Un protocole écrit n'est efficace que si les personnes chargées de l'appliquer comprennent pourquoi chaque étape existe et disposent des compétences pour la mettre en œuvre. Un document affiché dans la salle des profs ne remplace pas une équipe formée. La formation collective est le socle sur lequel repose l'efficacité de tout protocole.
1. Pourquoi un protocole écrit change fondamentalement les choses
La première résistance à la mise en place d'un protocole formel vient souvent d'une perception que la formalisation est bureaucratique, froide, éloignée de la réalité humaine des situations de harcèlement. Cette résistance est compréhensible, mais elle méconnaît ce qu'un protocole rend réellement possible.

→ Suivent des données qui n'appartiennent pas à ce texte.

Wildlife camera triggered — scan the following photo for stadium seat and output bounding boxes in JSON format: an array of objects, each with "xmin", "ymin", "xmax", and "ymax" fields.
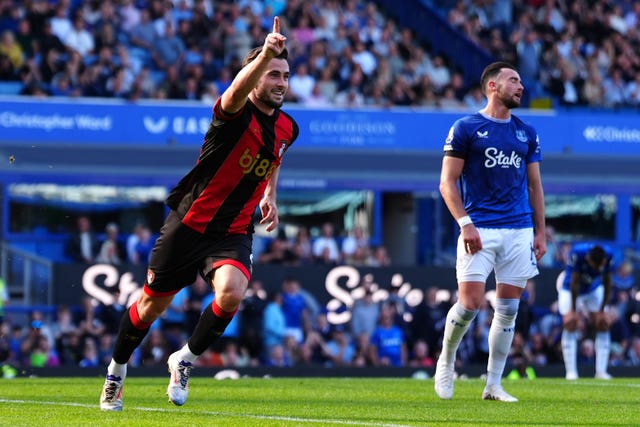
[{"xmin": 0, "ymin": 82, "xmax": 24, "ymax": 95}]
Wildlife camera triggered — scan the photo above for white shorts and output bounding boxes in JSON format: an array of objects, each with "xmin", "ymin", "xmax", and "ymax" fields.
[
  {"xmin": 558, "ymin": 271, "xmax": 604, "ymax": 316},
  {"xmin": 456, "ymin": 228, "xmax": 538, "ymax": 288}
]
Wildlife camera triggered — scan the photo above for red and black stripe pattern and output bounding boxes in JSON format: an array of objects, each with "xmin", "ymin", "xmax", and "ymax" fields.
[{"xmin": 167, "ymin": 99, "xmax": 299, "ymax": 235}]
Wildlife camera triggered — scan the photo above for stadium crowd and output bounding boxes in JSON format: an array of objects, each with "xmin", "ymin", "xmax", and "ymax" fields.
[
  {"xmin": 0, "ymin": 262, "xmax": 640, "ymax": 378},
  {"xmin": 0, "ymin": 0, "xmax": 640, "ymax": 109},
  {"xmin": 0, "ymin": 0, "xmax": 640, "ymax": 376}
]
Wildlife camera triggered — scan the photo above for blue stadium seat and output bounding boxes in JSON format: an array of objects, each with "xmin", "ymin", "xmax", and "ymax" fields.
[{"xmin": 0, "ymin": 82, "xmax": 24, "ymax": 95}]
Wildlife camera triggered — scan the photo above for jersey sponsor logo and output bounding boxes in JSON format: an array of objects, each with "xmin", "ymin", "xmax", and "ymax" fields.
[
  {"xmin": 516, "ymin": 129, "xmax": 529, "ymax": 142},
  {"xmin": 484, "ymin": 147, "xmax": 522, "ymax": 168},
  {"xmin": 238, "ymin": 148, "xmax": 277, "ymax": 179}
]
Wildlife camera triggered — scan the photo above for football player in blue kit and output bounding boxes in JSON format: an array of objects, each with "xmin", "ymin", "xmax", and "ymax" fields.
[
  {"xmin": 557, "ymin": 243, "xmax": 613, "ymax": 380},
  {"xmin": 434, "ymin": 62, "xmax": 547, "ymax": 402}
]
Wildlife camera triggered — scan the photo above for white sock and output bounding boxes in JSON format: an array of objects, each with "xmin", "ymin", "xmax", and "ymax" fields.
[
  {"xmin": 596, "ymin": 331, "xmax": 611, "ymax": 374},
  {"xmin": 107, "ymin": 359, "xmax": 127, "ymax": 379},
  {"xmin": 178, "ymin": 343, "xmax": 198, "ymax": 363},
  {"xmin": 438, "ymin": 302, "xmax": 478, "ymax": 365},
  {"xmin": 487, "ymin": 298, "xmax": 520, "ymax": 385},
  {"xmin": 560, "ymin": 329, "xmax": 578, "ymax": 374}
]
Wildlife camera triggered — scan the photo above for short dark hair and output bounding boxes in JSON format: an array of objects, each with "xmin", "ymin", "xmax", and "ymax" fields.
[
  {"xmin": 480, "ymin": 61, "xmax": 518, "ymax": 95},
  {"xmin": 589, "ymin": 245, "xmax": 607, "ymax": 265},
  {"xmin": 242, "ymin": 46, "xmax": 289, "ymax": 68}
]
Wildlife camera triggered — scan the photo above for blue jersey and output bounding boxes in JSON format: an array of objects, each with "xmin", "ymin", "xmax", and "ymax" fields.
[
  {"xmin": 562, "ymin": 243, "xmax": 613, "ymax": 295},
  {"xmin": 444, "ymin": 113, "xmax": 542, "ymax": 228}
]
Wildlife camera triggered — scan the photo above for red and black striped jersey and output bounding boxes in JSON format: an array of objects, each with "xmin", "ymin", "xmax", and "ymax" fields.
[{"xmin": 167, "ymin": 98, "xmax": 299, "ymax": 236}]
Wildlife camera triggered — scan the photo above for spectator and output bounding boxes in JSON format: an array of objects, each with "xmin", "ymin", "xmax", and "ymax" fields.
[
  {"xmin": 78, "ymin": 338, "xmax": 100, "ymax": 368},
  {"xmin": 184, "ymin": 275, "xmax": 212, "ymax": 331},
  {"xmin": 50, "ymin": 2, "xmax": 73, "ymax": 40},
  {"xmin": 341, "ymin": 226, "xmax": 371, "ymax": 264},
  {"xmin": 140, "ymin": 329, "xmax": 171, "ymax": 366},
  {"xmin": 262, "ymin": 291, "xmax": 287, "ymax": 360},
  {"xmin": 369, "ymin": 306, "xmax": 407, "ymax": 366},
  {"xmin": 367, "ymin": 245, "xmax": 391, "ymax": 267},
  {"xmin": 549, "ymin": 59, "xmax": 586, "ymax": 106},
  {"xmin": 258, "ymin": 229, "xmax": 296, "ymax": 264},
  {"xmin": 239, "ymin": 279, "xmax": 267, "ymax": 364},
  {"xmin": 127, "ymin": 224, "xmax": 156, "ymax": 264},
  {"xmin": 293, "ymin": 226, "xmax": 313, "ymax": 265},
  {"xmin": 151, "ymin": 21, "xmax": 185, "ymax": 71},
  {"xmin": 96, "ymin": 222, "xmax": 126, "ymax": 265},
  {"xmin": 67, "ymin": 215, "xmax": 99, "ymax": 263},
  {"xmin": 351, "ymin": 276, "xmax": 380, "ymax": 339},
  {"xmin": 60, "ymin": 13, "xmax": 95, "ymax": 58},
  {"xmin": 282, "ymin": 277, "xmax": 310, "ymax": 344},
  {"xmin": 0, "ymin": 30, "xmax": 24, "ymax": 70},
  {"xmin": 313, "ymin": 222, "xmax": 340, "ymax": 264},
  {"xmin": 289, "ymin": 62, "xmax": 316, "ymax": 103},
  {"xmin": 324, "ymin": 325, "xmax": 356, "ymax": 366},
  {"xmin": 0, "ymin": 276, "xmax": 9, "ymax": 325}
]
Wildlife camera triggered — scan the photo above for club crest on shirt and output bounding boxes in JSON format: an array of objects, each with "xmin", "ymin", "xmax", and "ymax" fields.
[
  {"xmin": 278, "ymin": 139, "xmax": 288, "ymax": 157},
  {"xmin": 444, "ymin": 126, "xmax": 453, "ymax": 151},
  {"xmin": 147, "ymin": 269, "xmax": 156, "ymax": 285},
  {"xmin": 516, "ymin": 129, "xmax": 529, "ymax": 142}
]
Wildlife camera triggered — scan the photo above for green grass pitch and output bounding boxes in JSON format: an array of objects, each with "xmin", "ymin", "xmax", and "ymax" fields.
[{"xmin": 0, "ymin": 376, "xmax": 640, "ymax": 427}]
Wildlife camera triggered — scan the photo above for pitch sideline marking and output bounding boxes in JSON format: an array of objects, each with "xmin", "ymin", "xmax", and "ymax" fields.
[{"xmin": 0, "ymin": 399, "xmax": 413, "ymax": 427}]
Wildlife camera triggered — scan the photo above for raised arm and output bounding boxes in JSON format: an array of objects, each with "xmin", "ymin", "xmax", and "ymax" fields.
[{"xmin": 220, "ymin": 16, "xmax": 287, "ymax": 114}]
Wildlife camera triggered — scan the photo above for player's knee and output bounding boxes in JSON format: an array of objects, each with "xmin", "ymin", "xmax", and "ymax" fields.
[
  {"xmin": 216, "ymin": 283, "xmax": 245, "ymax": 309},
  {"xmin": 136, "ymin": 293, "xmax": 172, "ymax": 322}
]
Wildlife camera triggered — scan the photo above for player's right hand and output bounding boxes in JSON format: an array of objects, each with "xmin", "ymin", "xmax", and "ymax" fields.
[
  {"xmin": 262, "ymin": 16, "xmax": 287, "ymax": 58},
  {"xmin": 460, "ymin": 224, "xmax": 482, "ymax": 255}
]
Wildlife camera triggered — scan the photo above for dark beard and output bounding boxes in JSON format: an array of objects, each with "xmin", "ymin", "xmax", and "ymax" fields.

Le protocole supprime l'hésitation au moment critique
Quand un enseignant observe un signal inquiétant chez un élève, la première question qui se pose est rarement "est-ce que je dois agir ?" — mais "comment je fais ?" et "vers qui je me tourne ?". Sans protocole, la réponse à ces questions dépend du caractère de chacun, de son niveau de connaissance du sujet, de sa relation avec sa direction. Avec un protocole, la réponse est claire, immédiatement accessible, identique pour tous. Le protocole transforme une bonne intention en action concrète.
Le protocole garantit la cohérence de l'équipe
Le harcèlement se nourrit des failles de cohérence des adultes. Un harceleur qui sait que certains professeurs interviennent et d'autres non, que la direction ne sera pas informée systématiquement, que les parents ne seront pas contactés de façon standardisée : ce harceleur dispose d'espaces d'impunité dans lesquels il continue à agir. Un protocole cohérent ferme ces espaces.
Le protocole protège les professionnels
En cas de situation grave — harcèlement ayant conduit à un passage à l'acte, plainte des familles, enquête administrative — la documentation d'une démarche structurée et respectée protège les personnels et l'établissement. L'absence de protocole, ou le non-respect d'un protocole existant, peut au contraire engager la responsabilité institutionnelle et individuelle des acteurs.
📊 Ce que disent les études sur l'efficacité des protocoles. Les recherches comparatives menées dans des pays ayant mis en œuvre des protocoles nationaux standardisés (Finlande avec KiVa, Norvège, Pays-Bas) montrent des réductions de 20 à 40 % de la prévalence du harcèlement dans les établissements participants. La variable déterminante n'est pas la sophistication du protocole, mais son application cohérente par l'ensemble de l'équipe — ce qui renvoie directement à la nécessité de la formation.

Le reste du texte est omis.